Central Fife Times: Reece McIntosh racing at the Cowdenbeath Racewall.Reece McIntosh racing at the Cowdenbeath Racewall. (Image: Contributed)

“I started off with a third place in my opening heat, but then went on to record my first ever win when I won the second heat. It felt really good. I then had a really good race, during the final and won that as well. Two wins at one meeting was a real plus.

“October and November turned out to be a good time for me! I had dropped from the blue grade to yellow and I really made the most of it! On the debit side I ended up as blue grade driver.

“My first taste of success came at Crimond, at the beginning of October when I headed there for the final of their white/yellow series. I didn’t get into the lead until around lap four, but once I did, I pulled away to win by a considerable margin. After that there were rain showers and I had to keep changing the set up. I picked up a good handful of points but couldn’t compete with Robbie Dawson.
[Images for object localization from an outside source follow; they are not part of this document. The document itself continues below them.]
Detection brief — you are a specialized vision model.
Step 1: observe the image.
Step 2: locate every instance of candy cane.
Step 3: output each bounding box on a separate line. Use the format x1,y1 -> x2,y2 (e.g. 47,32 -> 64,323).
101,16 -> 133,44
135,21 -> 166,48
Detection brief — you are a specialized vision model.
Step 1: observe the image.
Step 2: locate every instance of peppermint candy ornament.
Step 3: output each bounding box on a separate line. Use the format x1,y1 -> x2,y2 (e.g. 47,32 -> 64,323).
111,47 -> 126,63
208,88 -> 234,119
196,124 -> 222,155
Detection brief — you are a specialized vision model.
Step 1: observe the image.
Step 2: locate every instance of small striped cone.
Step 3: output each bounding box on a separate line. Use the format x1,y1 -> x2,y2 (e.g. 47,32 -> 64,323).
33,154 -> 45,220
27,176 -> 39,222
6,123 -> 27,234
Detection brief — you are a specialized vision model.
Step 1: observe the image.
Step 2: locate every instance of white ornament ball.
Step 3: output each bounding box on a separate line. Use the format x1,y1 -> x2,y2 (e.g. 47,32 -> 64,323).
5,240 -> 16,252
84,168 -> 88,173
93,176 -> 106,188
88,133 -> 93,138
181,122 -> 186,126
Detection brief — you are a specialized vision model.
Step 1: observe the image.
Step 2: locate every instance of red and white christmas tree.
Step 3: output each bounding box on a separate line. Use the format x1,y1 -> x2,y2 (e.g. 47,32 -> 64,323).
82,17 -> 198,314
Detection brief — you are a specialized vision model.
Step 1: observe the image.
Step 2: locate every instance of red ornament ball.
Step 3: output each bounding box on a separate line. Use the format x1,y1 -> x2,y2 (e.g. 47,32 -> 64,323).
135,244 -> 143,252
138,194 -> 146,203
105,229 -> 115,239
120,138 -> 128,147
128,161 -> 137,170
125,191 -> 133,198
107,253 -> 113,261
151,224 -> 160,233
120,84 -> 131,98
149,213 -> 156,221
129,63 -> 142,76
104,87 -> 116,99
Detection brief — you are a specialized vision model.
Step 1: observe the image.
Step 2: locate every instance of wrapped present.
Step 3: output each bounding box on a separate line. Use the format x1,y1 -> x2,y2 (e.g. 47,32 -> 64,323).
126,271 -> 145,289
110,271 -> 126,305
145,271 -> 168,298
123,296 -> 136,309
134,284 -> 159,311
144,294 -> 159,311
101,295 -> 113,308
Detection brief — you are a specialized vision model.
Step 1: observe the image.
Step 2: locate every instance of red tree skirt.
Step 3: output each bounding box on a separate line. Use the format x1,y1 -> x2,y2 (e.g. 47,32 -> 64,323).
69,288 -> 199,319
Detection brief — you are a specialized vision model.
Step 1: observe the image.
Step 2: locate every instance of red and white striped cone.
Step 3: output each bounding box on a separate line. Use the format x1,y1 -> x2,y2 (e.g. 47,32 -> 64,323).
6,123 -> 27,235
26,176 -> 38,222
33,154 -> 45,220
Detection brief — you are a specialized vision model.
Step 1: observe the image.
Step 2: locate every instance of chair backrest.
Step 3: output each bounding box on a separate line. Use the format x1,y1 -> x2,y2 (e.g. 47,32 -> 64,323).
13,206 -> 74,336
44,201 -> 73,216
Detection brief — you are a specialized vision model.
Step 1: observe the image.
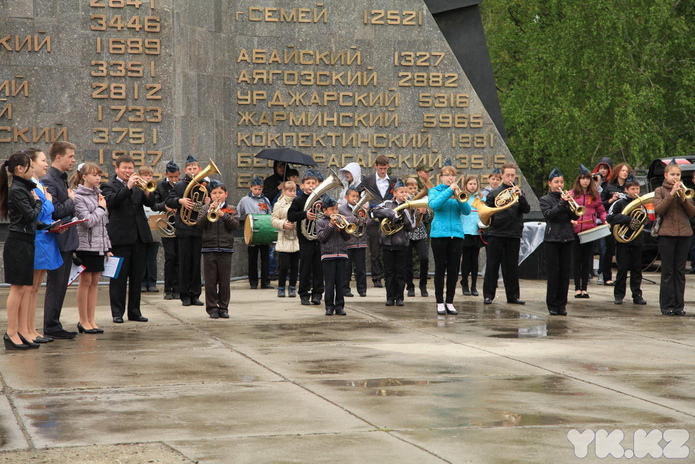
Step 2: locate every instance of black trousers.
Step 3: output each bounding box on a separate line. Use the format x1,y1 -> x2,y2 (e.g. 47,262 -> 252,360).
406,239 -> 429,291
383,246 -> 407,301
366,223 -> 383,282
431,237 -> 463,304
141,241 -> 160,289
247,244 -> 270,287
177,235 -> 202,301
323,258 -> 346,311
110,241 -> 146,319
658,236 -> 689,313
344,247 -> 367,294
614,243 -> 642,300
460,243 -> 480,291
277,251 -> 299,288
161,237 -> 179,293
298,240 -> 323,297
203,252 -> 232,312
602,234 -> 616,282
573,238 -> 594,291
43,249 -> 74,334
545,241 -> 572,313
483,236 -> 521,302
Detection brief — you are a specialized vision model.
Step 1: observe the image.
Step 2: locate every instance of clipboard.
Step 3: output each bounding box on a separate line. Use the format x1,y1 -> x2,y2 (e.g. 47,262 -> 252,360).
102,256 -> 123,279
68,263 -> 86,286
49,217 -> 88,233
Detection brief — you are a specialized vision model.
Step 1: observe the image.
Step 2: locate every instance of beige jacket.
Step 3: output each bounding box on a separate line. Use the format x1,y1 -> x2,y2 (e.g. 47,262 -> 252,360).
654,183 -> 695,237
271,195 -> 300,253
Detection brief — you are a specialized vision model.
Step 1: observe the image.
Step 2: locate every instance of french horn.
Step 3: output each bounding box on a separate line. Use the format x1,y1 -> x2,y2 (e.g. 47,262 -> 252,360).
474,186 -> 520,227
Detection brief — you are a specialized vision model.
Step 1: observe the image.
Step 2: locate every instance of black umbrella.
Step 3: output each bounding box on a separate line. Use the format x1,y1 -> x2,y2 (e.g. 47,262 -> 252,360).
255,148 -> 317,167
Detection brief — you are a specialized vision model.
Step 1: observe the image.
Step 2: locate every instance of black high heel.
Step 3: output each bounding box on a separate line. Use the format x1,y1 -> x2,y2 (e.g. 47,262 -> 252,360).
77,322 -> 99,334
4,333 -> 29,350
18,333 -> 40,349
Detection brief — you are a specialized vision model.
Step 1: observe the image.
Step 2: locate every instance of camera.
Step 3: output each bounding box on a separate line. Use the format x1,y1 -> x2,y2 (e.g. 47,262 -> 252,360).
592,174 -> 601,181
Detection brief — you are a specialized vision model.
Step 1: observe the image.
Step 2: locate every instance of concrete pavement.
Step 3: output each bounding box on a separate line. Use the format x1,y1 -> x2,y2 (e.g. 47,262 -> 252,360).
0,273 -> 694,463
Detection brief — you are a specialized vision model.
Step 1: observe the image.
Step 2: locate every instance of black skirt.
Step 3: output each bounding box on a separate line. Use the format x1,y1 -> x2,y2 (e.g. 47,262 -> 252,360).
4,232 -> 34,286
76,250 -> 105,273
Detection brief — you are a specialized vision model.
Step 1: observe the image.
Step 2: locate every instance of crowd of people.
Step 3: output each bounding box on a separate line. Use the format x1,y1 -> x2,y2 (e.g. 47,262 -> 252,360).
2,145 -> 694,349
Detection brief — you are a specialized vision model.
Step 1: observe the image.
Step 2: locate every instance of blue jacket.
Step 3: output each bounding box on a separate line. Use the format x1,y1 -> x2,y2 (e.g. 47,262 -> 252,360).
461,193 -> 482,235
428,184 -> 471,238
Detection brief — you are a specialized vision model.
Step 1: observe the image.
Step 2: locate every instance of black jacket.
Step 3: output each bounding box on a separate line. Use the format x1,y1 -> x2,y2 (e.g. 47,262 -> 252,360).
153,178 -> 176,212
601,181 -> 626,212
8,176 -> 44,236
40,166 -> 79,251
101,175 -> 155,247
197,203 -> 240,251
372,199 -> 415,248
540,191 -> 578,243
355,172 -> 395,206
486,183 -> 531,238
287,192 -> 313,244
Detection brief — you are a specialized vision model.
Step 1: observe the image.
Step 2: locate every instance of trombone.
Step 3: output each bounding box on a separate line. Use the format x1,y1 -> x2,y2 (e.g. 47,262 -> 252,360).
561,190 -> 586,216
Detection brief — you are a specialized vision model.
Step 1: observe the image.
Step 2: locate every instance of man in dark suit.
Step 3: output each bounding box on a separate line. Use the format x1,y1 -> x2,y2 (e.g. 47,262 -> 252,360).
355,154 -> 395,288
153,160 -> 181,300
101,155 -> 156,323
41,141 -> 78,339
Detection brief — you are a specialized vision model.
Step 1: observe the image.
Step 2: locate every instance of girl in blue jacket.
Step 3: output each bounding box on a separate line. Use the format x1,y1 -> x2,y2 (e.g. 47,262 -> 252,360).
428,165 -> 471,315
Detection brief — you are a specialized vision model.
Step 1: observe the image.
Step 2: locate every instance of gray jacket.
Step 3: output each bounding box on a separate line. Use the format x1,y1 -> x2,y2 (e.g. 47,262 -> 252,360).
372,199 -> 415,248
316,215 -> 351,259
74,185 -> 111,254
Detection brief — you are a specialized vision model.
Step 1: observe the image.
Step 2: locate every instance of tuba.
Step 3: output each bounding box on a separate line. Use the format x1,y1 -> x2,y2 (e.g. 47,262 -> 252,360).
613,192 -> 654,243
351,189 -> 375,238
474,186 -> 520,227
380,197 -> 430,236
300,170 -> 342,240
181,159 -> 221,226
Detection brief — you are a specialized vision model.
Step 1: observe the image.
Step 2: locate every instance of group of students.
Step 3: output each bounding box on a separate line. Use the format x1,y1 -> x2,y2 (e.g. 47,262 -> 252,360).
247,156 -> 530,317
0,145 -> 241,350
541,160 -> 695,316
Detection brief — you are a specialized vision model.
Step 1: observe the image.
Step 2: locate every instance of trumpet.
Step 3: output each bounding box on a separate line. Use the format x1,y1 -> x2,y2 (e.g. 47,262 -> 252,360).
452,182 -> 469,203
207,203 -> 222,222
561,190 -> 586,216
331,214 -> 358,234
133,177 -> 157,193
675,183 -> 695,200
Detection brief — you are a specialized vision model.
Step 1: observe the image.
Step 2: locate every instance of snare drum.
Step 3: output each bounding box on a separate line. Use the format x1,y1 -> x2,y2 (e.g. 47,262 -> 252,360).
578,224 -> 611,244
244,214 -> 278,246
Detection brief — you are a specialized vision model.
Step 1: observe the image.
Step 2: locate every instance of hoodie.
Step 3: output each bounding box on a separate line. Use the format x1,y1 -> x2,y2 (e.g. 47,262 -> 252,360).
592,157 -> 613,183
337,162 -> 362,206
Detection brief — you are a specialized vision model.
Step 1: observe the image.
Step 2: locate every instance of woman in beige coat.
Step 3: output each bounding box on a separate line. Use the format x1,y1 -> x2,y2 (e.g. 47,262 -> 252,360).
654,162 -> 695,316
271,181 -> 300,297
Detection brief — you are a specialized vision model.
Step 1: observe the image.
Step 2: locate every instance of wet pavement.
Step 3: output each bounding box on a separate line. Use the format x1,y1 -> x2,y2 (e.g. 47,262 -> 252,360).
0,273 -> 694,463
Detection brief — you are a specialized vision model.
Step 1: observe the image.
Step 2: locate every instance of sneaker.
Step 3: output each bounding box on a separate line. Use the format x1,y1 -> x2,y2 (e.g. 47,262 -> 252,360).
288,287 -> 297,298
277,287 -> 286,298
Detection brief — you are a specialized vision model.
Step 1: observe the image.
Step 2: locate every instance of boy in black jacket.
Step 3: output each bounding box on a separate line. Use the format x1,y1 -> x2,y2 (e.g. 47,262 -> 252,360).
607,179 -> 647,305
372,181 -> 415,306
316,195 -> 352,316
197,181 -> 239,319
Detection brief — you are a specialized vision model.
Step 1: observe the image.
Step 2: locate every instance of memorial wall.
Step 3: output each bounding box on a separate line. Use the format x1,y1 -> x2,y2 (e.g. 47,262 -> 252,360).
0,0 -> 538,210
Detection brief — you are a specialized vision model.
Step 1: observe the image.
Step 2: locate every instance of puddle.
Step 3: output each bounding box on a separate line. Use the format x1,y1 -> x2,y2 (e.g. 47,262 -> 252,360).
489,320 -> 576,338
321,378 -> 444,396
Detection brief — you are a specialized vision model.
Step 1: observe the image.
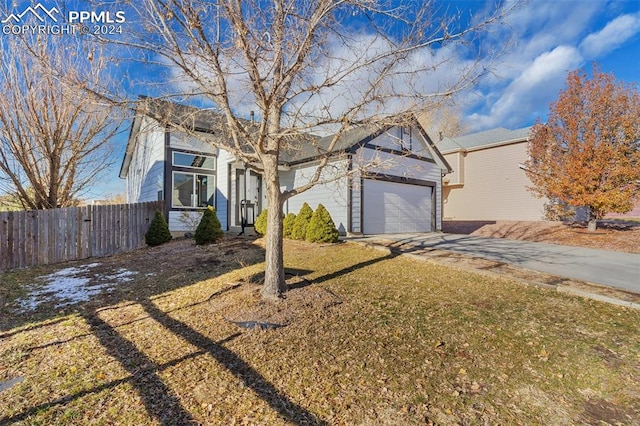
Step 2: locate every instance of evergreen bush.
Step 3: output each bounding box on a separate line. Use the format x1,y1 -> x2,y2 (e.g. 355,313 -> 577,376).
306,204 -> 340,243
194,206 -> 224,245
254,209 -> 268,236
283,213 -> 296,238
291,202 -> 313,240
145,210 -> 172,246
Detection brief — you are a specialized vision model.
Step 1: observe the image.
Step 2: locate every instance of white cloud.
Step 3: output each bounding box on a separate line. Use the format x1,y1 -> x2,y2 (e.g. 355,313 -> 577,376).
290,33 -> 479,127
461,2 -> 640,133
468,45 -> 583,130
580,12 -> 640,58
160,1 -> 640,137
167,30 -> 483,131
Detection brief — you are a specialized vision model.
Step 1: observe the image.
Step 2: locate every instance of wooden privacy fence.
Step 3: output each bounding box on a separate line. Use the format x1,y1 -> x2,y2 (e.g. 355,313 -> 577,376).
0,201 -> 164,271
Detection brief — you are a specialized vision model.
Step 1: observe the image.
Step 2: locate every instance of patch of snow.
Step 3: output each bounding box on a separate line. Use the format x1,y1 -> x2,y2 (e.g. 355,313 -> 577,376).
48,266 -> 88,277
16,263 -> 139,312
103,269 -> 137,282
0,376 -> 25,392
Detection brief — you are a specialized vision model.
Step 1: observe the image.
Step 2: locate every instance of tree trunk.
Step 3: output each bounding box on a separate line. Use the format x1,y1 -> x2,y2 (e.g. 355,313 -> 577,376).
587,208 -> 599,232
261,158 -> 286,300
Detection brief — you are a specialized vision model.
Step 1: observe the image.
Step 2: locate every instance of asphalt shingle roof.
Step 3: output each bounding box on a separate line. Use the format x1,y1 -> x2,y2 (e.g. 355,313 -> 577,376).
436,126 -> 532,153
280,124 -> 381,164
137,96 -> 229,133
122,97 -> 451,177
133,97 -> 387,164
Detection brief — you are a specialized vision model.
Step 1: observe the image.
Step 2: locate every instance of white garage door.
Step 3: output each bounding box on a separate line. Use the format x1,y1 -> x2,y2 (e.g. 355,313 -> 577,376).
363,179 -> 433,234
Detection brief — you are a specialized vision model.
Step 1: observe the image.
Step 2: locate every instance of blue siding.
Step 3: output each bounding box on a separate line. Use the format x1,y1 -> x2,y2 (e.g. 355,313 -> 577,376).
354,135 -> 445,231
126,117 -> 165,203
215,150 -> 235,229
350,172 -> 362,233
281,160 -> 349,234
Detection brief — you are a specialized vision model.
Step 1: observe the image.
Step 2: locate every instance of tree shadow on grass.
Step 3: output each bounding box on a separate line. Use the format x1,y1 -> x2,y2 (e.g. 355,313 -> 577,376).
239,267 -> 314,286
139,298 -> 328,425
2,242 -> 392,425
82,312 -> 197,425
2,297 -> 326,425
0,310 -> 241,425
310,250 -> 398,285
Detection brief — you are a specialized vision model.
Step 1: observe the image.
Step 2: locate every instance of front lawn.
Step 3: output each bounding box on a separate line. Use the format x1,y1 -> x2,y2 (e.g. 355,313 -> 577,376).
1,239 -> 638,425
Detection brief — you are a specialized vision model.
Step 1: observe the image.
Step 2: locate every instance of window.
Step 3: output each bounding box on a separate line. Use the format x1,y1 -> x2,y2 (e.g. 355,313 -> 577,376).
173,152 -> 216,170
172,172 -> 215,208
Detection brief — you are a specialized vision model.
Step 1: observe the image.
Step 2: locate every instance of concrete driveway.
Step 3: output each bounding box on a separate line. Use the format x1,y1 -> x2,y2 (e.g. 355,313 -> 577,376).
357,233 -> 640,294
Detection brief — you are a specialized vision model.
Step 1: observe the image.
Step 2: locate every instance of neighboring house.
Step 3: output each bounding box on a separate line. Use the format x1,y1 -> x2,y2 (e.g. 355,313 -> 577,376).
120,98 -> 452,235
606,201 -> 640,219
436,126 -> 548,221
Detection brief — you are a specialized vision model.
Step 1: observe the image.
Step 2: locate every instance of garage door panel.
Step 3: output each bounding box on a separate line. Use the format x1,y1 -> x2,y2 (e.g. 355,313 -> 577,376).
363,179 -> 432,234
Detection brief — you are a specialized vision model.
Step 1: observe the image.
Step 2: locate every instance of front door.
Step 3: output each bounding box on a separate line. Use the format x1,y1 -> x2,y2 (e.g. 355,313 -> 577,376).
236,169 -> 262,226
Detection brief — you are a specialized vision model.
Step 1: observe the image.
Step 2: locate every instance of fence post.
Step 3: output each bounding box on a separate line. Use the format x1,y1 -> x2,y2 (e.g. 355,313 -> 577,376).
0,211 -> 11,270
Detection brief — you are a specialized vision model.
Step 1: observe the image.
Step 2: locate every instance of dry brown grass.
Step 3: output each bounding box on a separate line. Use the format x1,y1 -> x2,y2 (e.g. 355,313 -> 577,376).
1,238 -> 639,425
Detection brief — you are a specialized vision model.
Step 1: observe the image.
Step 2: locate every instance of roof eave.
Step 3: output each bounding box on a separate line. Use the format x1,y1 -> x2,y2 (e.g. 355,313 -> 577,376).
441,136 -> 529,155
414,120 -> 453,174
119,111 -> 144,179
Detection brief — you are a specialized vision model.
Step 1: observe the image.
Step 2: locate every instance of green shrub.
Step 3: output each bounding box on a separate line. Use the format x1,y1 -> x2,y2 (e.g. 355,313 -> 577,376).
194,206 -> 223,245
291,202 -> 313,240
145,210 -> 172,246
306,204 -> 340,243
283,213 -> 296,238
254,209 -> 268,236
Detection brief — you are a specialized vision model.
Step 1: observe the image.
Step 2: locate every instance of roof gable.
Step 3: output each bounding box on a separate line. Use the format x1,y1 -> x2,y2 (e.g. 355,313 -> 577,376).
121,97 -> 452,176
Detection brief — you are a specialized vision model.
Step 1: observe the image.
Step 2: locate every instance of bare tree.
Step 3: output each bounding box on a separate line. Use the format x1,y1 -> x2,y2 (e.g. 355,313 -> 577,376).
94,192 -> 127,205
98,0 -> 517,299
418,103 -> 468,140
0,33 -> 123,210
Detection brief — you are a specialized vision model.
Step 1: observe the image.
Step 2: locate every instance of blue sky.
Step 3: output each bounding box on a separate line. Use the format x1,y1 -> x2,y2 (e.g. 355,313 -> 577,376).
462,0 -> 640,132
95,0 -> 640,201
2,0 -> 640,200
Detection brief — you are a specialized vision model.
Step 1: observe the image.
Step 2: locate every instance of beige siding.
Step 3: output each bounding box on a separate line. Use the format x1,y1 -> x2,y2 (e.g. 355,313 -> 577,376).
606,200 -> 640,219
443,142 -> 546,221
443,151 -> 464,186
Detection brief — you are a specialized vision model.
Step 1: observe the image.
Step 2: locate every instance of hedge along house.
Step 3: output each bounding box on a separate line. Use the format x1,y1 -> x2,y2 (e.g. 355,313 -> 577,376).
120,97 -> 452,235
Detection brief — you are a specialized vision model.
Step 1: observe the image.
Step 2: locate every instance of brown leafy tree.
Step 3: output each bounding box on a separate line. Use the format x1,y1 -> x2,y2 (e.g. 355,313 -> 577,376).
0,34 -> 123,210
99,0 -> 517,299
525,65 -> 640,231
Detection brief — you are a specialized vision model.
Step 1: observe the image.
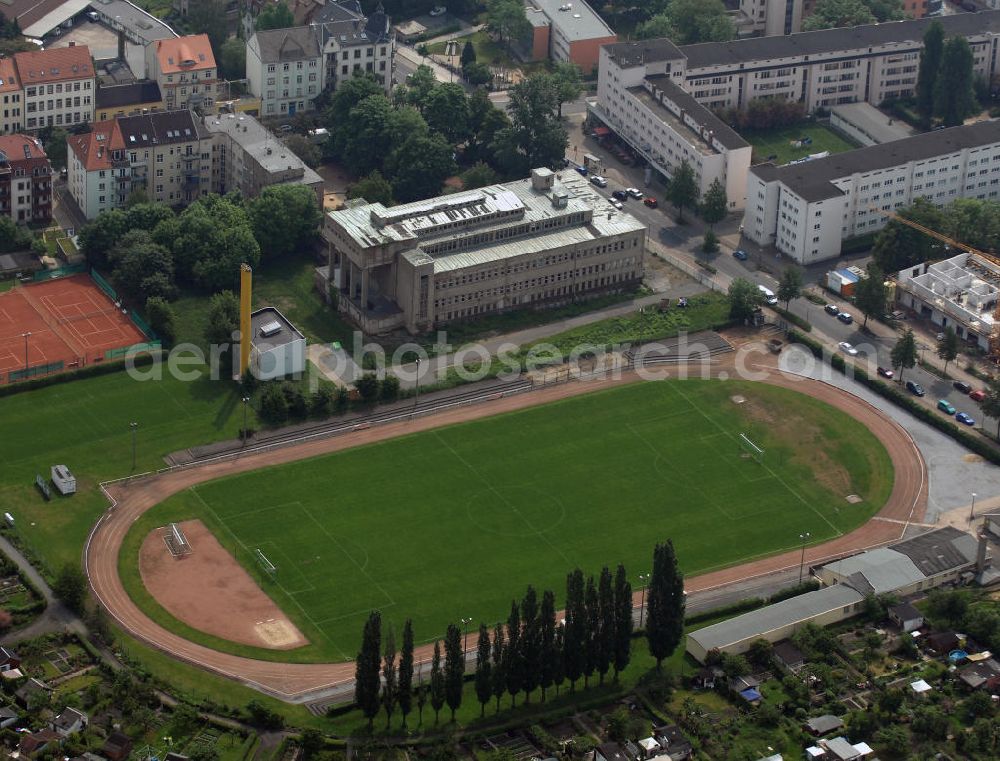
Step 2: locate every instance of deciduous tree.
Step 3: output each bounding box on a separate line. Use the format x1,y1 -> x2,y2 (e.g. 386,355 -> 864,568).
255,1 -> 294,31
727,278 -> 764,323
666,160 -> 698,223
491,622 -> 506,713
854,264 -> 888,329
348,171 -> 394,206
777,267 -> 803,310
917,21 -> 945,120
699,178 -> 727,229
248,184 -> 322,259
381,627 -> 397,728
504,600 -> 523,705
613,564 -> 632,680
890,328 -> 918,384
520,586 -> 541,701
563,569 -> 585,690
429,640 -> 445,724
935,36 -> 977,127
936,326 -> 960,375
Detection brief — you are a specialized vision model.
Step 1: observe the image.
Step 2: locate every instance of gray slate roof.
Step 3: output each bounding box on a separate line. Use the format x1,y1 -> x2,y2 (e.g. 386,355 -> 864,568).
643,74 -> 748,151
604,11 -> 1000,70
750,120 -> 1000,202
688,584 -> 863,653
821,547 -> 925,594
680,11 -> 1000,69
95,81 -> 162,109
252,27 -> 322,63
118,110 -> 207,148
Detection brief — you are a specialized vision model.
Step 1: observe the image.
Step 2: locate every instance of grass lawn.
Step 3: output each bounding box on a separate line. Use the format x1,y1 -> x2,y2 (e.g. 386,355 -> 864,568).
746,123 -> 859,166
123,378 -> 892,663
0,279 -> 15,293
0,367 -> 256,577
171,252 -> 354,350
426,30 -> 508,66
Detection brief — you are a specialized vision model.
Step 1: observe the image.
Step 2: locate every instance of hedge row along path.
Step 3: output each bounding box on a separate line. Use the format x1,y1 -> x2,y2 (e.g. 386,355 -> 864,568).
85,350 -> 927,703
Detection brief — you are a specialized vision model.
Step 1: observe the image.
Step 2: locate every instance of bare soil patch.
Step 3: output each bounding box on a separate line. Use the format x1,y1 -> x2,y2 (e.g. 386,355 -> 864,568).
139,519 -> 307,650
“At the end of the month we had the Champion of Champions meeting, which is open to winners only at the Racewall. The opening lap was tricky, due to a lot of water on the turnstile bend. I managed to get around it but there was a shunt on the pit bend, then on the turnstile bend the cars behind me got caught out on the water, and slid into the wall suspending the race. Once the track was cleared, I was the lead car, but had Paul Reid behind. I managed to stay ahead of him before going on to win. The rest of the meeting was mixed but still picked up a good few points!”

Concluded Reece: “Normally that is our last meeting of the season but the final of our white/yellow series had been cancelled due to the storm in late October, and was rescheduled to the first weekend in November.

“What a meeting that turned out to be for me. I was soon leading, but there was a race suspension after a shunt. On the restart Craig Reid forced his way ahead of me and it took me a few laps to get my rhythm back, Once I did, I closed the gap, dived inside and once ahead I eased away to win.

“That was both the Scottish white/yellow series finals under my belt. What happened next though was even better – I then won both of the heats as well as the final to make it four wins on the trot. Couldn’t believe it.

“The car was on rails and ran without a hitch. However, it started to rain before the Grand National started, my set up wasn’t right so I pulled out.

“I have already started work on getting my cars ready for the start to the 2024 season. My engine is going back to Redline for a refurb and we have stripped the car.

“There is wee bend in the car so it is going to Scotty Devine to get straightened. We intend to have the ready before the start to the season. I intend to travel a bit and take in as many of the ‘big’ races and World Championship qualifying rounds as I can. The World Final is at Taunton, so will have an outing there sometime. I might even try a couple of shale meetings but I don’t have shale car at present.

“I am indebted to Alan and Ross for all the help they give me, and to my sponsors for their help! It is the usual story that without their help I wouldn’t have such an exciting opening season as I have had.”